Preserving the Union
In January 1863, Horatio Nelson Taft wrote in his daily diary of an increasing desire to see the terrible Civil War ended "Negro or no Negro, Slavery or no Slavery." Taft, a Unionist, felt that the underlying ideology of the preservation of the Union was the main reason to fight. He said, "we can do to hold our own and hope for success without bringing Slavery into the question." The people of the North, Taft described, are "tired and sick of the war," and that now "political leaders say, and the mass of the people believe, that the object of the war is now not what it was (to preserve the Union). But, to free the Negroes." Taft believed that the war should be fought in support of the Northern form of governance and to support freedom for white Americans.

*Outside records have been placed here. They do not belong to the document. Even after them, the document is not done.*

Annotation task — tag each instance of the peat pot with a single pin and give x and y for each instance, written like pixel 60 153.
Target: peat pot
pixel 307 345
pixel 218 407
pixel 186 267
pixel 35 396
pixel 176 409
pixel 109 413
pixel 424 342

In Washington D.C., "there is a great deal of growling among the shirking officers and soldiers about the War." The military officers stationed in D.C. are "'tired of fighting for the Nigger,'" and the people feel they have lost their true cause to fight. Taft wrote, "I think Mr Lincoln intended to give the Rebels a hard blow by his Proclamation of freedom, caring less about abolishing Slavery than crushing the Rebellion." As historian Earl Hess states, the North "sought to win the war by destroying the institution of slavery." The Emancipation Proclamation altered the goals of the war, but to most Northerners the primary purpose was the preservation of free government. "Interested and short sighted men declare it is all for the abolition of Slavery," Taft wrote. Hess concurred, noting, "by the stroke of a pen [Lincoln] had transformed the war for the Union into an abolitionist war." Although slavery was a key issue in the secession of the Southern states, the North was not fighting for the abolition of slavery but for their original purpose of preserving the Union. The North, as Hess wrote, felt the war was "a fight against despotism of traitors," and Taft spoke these sentiments loud. "Nothing in fact but crushing the rebels, entirely subduing them, can bring Peace."
Citations
- Horatio Nelson Taft, "The Washington Diary of Horatio Nelson Taft, January 9, 11, 14, 1863", The Library of Congress, http://memory.loc.gov/ammem/tafthtml/tafthome.html (accessed November 7, 2007).
- Earl J. Hess, Liberty, Virtue, and Progress: Northerners and Their War for the Union (New York: Fordham University Press, 1997), 33-35, 83-85.